Even before you start reading this editorial this morning, Ghana would have been in the wee hours of its 14-day partially lockdown as imposed by the president last week.
This new additional measure as the president puts it obviously is as a result of soaring numbers recorded weeks after the deadly Corona Virus emerged in the country.
Prior to this stage, there were calls on the government to consider the imposition of the state where everyone would have to remain indoors as one of the measures towards the fight against the disease.
So far, the physical isolation of all or parts of the population is one of the principal weapons currently being deployed to combat C-19 across the word.
This measure has become necessary, somehow because of the absence of a vaccine or cure for the disease, and given the incredible virility of C-19 through various forms of contact, the principal weapon is the use of physical barriers in the city, the neighbourhood and the community at large.
The Bureau of Public Safety for instance had argued that a partial lockdown of regions that have recorded cases of the novel coronavirus in the country.
Be that as it may the lockdown is here with its much expected inconvenience and confusion.

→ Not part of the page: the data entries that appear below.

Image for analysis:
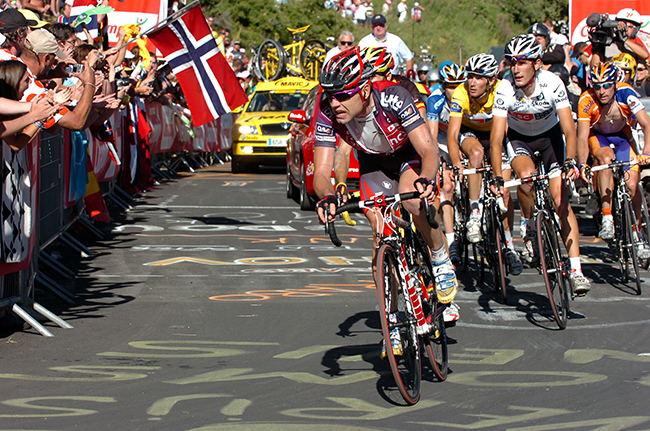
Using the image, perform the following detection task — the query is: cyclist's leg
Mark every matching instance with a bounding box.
[509,139,539,265]
[588,134,615,241]
[459,132,485,243]
[399,158,458,304]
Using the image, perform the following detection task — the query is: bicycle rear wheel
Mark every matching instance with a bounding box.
[622,198,641,295]
[535,211,569,329]
[485,202,506,304]
[255,39,287,81]
[298,39,327,81]
[423,299,449,382]
[377,244,422,405]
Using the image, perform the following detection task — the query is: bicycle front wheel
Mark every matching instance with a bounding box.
[298,39,327,81]
[485,202,506,304]
[535,211,569,329]
[623,197,643,295]
[255,39,287,81]
[377,244,422,405]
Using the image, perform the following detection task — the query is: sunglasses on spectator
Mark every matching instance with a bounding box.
[592,82,614,90]
[505,55,533,66]
[325,87,361,102]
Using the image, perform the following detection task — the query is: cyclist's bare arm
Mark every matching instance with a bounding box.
[447,117,463,168]
[557,106,578,180]
[634,109,650,154]
[408,124,440,192]
[490,116,508,181]
[578,121,591,176]
[334,139,352,186]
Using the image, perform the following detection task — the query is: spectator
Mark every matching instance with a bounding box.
[528,23,566,70]
[381,0,393,15]
[0,9,36,61]
[568,42,591,96]
[354,1,367,26]
[56,0,74,25]
[397,0,408,24]
[359,15,413,75]
[634,61,650,97]
[323,30,354,66]
[0,60,58,151]
[542,18,569,45]
[411,2,424,22]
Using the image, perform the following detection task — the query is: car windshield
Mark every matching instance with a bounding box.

THE NEW PUBLISHER is of the view that having a lockdown or not is not the issue but rather how to implement and manage a lockdown within the Ghana context.
Currently some Ghanaian appear confused about the president’s directives over what to do and what not to do.
For instance, it took the Information Minister Kojo Oppong Nkrumah in a tweet on Friday to indicate that the media was part of the essential services when in actual fact the president did not mention journalists as among those workers expected to stay home.
The same minister again had to organize a press briefing yesterday to further trim the rough edges inherent in the imposition of the lockdown. Be that as it may the paper dare suggest that the ministry of information must make use of its information officers and get the message down to the ordinary people.
Sadly, thousands of panic buyers’ besieged Accra markets and other shopping centres in the capital and other towns expected to be lockeddown in an act of panic buying which clearly renders the principle of social distancing counterproductive.
This, the papers argues is because the information did not go down well with the people. Even as the lockdown is in force, let’s do well to carry the message across to all.